Regulation of CYP27B1 and CYP24A1 transcription by phosphocalciotropic hormones, calcium and phosphate. Calcitonin and PTH are secreted from the thyroid and parathyroid glands, respectively. Both act to upregulate the transcription of CYP27B1. In addition, calcitonin affects CYP24A1 by either upregulating or attenuating its transcription depending on the situation. High extracellular calcium has been associated with a decrease in CYP27B1 transcription, while low extracellular calcium and hypophosphatemia are associated with increased CYP27B1 transcription. FGF23 production in bone suppresses CYP27B1 expression while enhancing CYP24A1 production. Finally, calcitriol itself feedback inhibits its own production by inhibiting CYP27B1 transcription and promoting its own inactivation by increasing CYP24A1 transcription. (Created with BioRender.com, supported by previous studies^–). (A color version of this figure is available in the online journal.)

Figure 2.

Transcriptional regulation of CYP27B1 and CYP24A1 by PTH and calcitriol in proximal tubular epithelial cells. PTH-induced transcriptional regulation occurs primarily by a PKA-mediated pathway. Upon binding to the G-protein-coupled receptor in the apical or basolateral membrane, adenylate cyclase is activated producing cAMP, which in turn activates protein kinase A (PKA). PKA phosphorylates CREB, activating it and permitting binding to CRE sites in the promoter of CYP27B1. Calcitriol signaling occurs via binding to the intracellular vitamin D receptor (VDR), which heterodimerizes with the retinoid X receptor (RXR) prior to DNA binding. Together, liganded VDR-RXR enter the nucleus where it can bind to vitamin D response elements of target genes. This increases CYP24A1 transcription, resulting in decreased calcitriol levels, and decreases CYP27B1 transcription, reducing calcitriol production. (Created with BioRender.com, supported by previous studies^,,,,). (A color version of this figure is available in the online journal.)

Figure 3.

Transcriptional regulation of CYP27B1 and CYP24A1 by calcium, phosphate, FGF23, and calcitonin. Extracellular calcium activates the calcium sensing receptor, which in turn activates mitogen-activated protein kinase (MAPK) and protein kinase C pathways. These pathways are proposed to interact with the CYP27B1 promoter to increase its activity at low extracellular calcium concentrations and to decrease promoter activity at high extracellular calcium concentrations.
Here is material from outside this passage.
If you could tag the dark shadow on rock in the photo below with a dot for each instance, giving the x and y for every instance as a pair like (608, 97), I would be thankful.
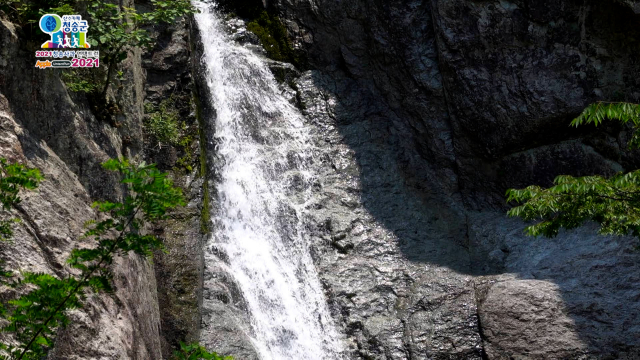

Hypophosphatemia is linked to increased expression of CYP27B1. However, the mechanism behind this is unknown. Fibroblast growth factor 23 (FGF23) binds to the FGF receptor (FGFR) and its cofactor klotho to activate the MAPK pathway, phosphorylating ERK1/2, which inhibits CYP27B1 transcription. FGF23 signaling in the proximal tubule is also associated with increased CYP24A1 levels, although the mechanism behind this is unknown. Calcitonin binds to its G-protein-coupled receptor, activating both the PKA and PKC pathways. PKC increases the expression of the C/EBP $\beta$ transcription factor thereby promoting CYP27B1 transcription. Calcitonin can also signal through the Sp1 and NF-Y transcription factors to upregulate CYP24A1 transcription, although there may be an additional mechanism whereby CYP24A1 transcription is attenuated. (Created with BioRender.com, supported by references^,–,,.) (A color version of this figure is available in the online journal.)